I decided to add a pipeline stage that would hold the 16-bit DQ data ready prior to it being output onto the SDRAM bus. This isn’t as complicated as it sounds. Instead of routing the 2-port ram output through a multiplexor to the DQ pins, I would extract the data on one clock, and hold it in a “holding” register for presenting to the DQ pins on the next clock. This shortened the data path for the clock cycle and took quite a few nano-seconds off the data path. Surprisingly, there were still issues getting the data from the block ram to the holding register.

After a bit of head scratching, I went back to the Cyclone V data sheet and re-read specification for the block ram. I have a speed grade-8 device on the CPC and according to the specs the block ram logic runs at a maximum of 240MHz, so my 160MHz SDRAM controller was pushing the limits with un-optimised logic.

I’d managed to crack about 100MHz with the revised pipelining logic, but I was still a fair way off the target 160MHz. I looked back at the timing reports again, and more importantly, looked at the waveform in the path summary for the worst failing paths.

I realised with a shock, that the diagram was showing my data needed to be ready at the 3nS mark. My clock speed out of the PLL was 160MHz, so this should give 6.25nS between clock ‘launch’ and ‘latch’. This would be true if all my logic is triggered on the rising edge of the clock. Unfortunately, this was not the case and I had logic clocked on both edges. I’d followed my earlier coding practice that improved reliability by splitting logic to update in rising edge and output on falling edge. I’d used the same technique in the SDRAM controller, but the higher speed highlighted the problem. Clocking logic on both edges effectively halves the maximum speed of the logic block. Data is requested (launched) on the rising edge and sampled for output on the falling edge (latch edge). 3.125nS between these clock edges makes the effective clock speed 320MHz. In the same way that running DDR ram at the same clock speed as SDRAM will give double the throughput, logic on both edges turn my logic into a sort of half-way DDR block.

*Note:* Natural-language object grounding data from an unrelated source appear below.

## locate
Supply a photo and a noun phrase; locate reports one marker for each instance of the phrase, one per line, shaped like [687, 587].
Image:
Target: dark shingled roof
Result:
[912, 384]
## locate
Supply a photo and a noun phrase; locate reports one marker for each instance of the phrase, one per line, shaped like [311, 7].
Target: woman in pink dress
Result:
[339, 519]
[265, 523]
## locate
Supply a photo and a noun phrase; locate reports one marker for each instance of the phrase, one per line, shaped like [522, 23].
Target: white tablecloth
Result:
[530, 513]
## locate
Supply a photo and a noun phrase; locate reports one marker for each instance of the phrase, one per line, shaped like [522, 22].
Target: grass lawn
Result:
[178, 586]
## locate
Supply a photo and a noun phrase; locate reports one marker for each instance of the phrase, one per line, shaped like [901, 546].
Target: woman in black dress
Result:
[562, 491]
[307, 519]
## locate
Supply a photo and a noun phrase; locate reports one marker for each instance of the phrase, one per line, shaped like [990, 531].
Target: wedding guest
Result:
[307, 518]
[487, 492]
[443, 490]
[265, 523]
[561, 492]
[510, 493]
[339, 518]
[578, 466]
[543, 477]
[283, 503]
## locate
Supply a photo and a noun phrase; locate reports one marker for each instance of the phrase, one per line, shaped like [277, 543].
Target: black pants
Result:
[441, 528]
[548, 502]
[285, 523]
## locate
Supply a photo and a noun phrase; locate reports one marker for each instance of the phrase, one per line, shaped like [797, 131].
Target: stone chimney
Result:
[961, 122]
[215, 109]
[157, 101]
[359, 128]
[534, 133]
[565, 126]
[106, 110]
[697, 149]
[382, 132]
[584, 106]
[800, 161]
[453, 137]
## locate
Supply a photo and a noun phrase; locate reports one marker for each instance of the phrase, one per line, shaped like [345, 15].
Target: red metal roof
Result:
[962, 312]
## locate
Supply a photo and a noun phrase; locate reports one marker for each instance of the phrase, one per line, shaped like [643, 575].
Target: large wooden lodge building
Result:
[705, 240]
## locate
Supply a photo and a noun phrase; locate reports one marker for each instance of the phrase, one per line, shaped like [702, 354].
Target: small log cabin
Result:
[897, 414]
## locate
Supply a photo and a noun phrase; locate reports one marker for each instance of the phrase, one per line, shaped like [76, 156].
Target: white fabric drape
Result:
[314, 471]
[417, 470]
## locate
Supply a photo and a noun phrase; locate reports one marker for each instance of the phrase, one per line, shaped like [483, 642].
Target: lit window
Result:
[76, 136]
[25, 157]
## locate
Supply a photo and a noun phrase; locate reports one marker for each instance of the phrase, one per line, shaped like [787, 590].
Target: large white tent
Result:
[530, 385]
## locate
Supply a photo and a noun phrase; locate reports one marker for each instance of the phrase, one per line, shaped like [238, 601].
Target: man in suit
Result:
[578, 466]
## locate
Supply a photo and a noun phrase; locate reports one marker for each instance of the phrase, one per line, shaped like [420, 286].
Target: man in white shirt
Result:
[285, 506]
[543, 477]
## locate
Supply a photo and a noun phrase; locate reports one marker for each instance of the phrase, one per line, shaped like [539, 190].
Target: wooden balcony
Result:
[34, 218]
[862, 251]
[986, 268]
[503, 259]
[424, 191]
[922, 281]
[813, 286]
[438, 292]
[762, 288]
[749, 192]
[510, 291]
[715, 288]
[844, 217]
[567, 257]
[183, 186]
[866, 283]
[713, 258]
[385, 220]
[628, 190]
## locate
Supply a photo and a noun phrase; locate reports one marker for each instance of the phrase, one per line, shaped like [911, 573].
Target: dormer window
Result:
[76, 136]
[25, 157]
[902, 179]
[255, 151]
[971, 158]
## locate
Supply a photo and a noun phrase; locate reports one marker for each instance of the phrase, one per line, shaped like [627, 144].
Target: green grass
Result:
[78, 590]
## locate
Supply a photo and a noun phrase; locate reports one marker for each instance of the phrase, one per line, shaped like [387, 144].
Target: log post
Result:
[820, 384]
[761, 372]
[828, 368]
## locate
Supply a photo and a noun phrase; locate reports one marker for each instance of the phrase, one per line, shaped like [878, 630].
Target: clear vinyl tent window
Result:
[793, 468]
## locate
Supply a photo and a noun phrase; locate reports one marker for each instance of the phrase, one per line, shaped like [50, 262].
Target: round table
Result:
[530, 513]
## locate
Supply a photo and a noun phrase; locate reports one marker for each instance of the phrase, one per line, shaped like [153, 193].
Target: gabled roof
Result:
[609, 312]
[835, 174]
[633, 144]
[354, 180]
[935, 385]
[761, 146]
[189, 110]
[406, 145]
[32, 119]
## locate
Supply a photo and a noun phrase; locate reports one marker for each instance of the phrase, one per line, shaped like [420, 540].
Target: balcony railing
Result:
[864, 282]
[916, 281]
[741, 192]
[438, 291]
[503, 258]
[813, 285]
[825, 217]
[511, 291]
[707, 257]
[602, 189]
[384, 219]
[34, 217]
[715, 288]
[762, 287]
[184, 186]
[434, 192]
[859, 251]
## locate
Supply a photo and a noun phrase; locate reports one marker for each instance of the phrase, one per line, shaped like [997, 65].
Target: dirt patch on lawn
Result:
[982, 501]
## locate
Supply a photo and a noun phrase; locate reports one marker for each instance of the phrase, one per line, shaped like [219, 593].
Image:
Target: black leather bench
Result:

The math didn’t add up: 320MHz effective clock speed for the data transport logic didn’t give the block ram enough time to get it’s data out through the complex output logic. Especially when it’s only rated to 240MHz. I removed as much logic as I could from the falling edge always statement, but there were a couple of essential buffering registers that I couldn’t move without a major rewrite of the core logic that I’d spent months testing.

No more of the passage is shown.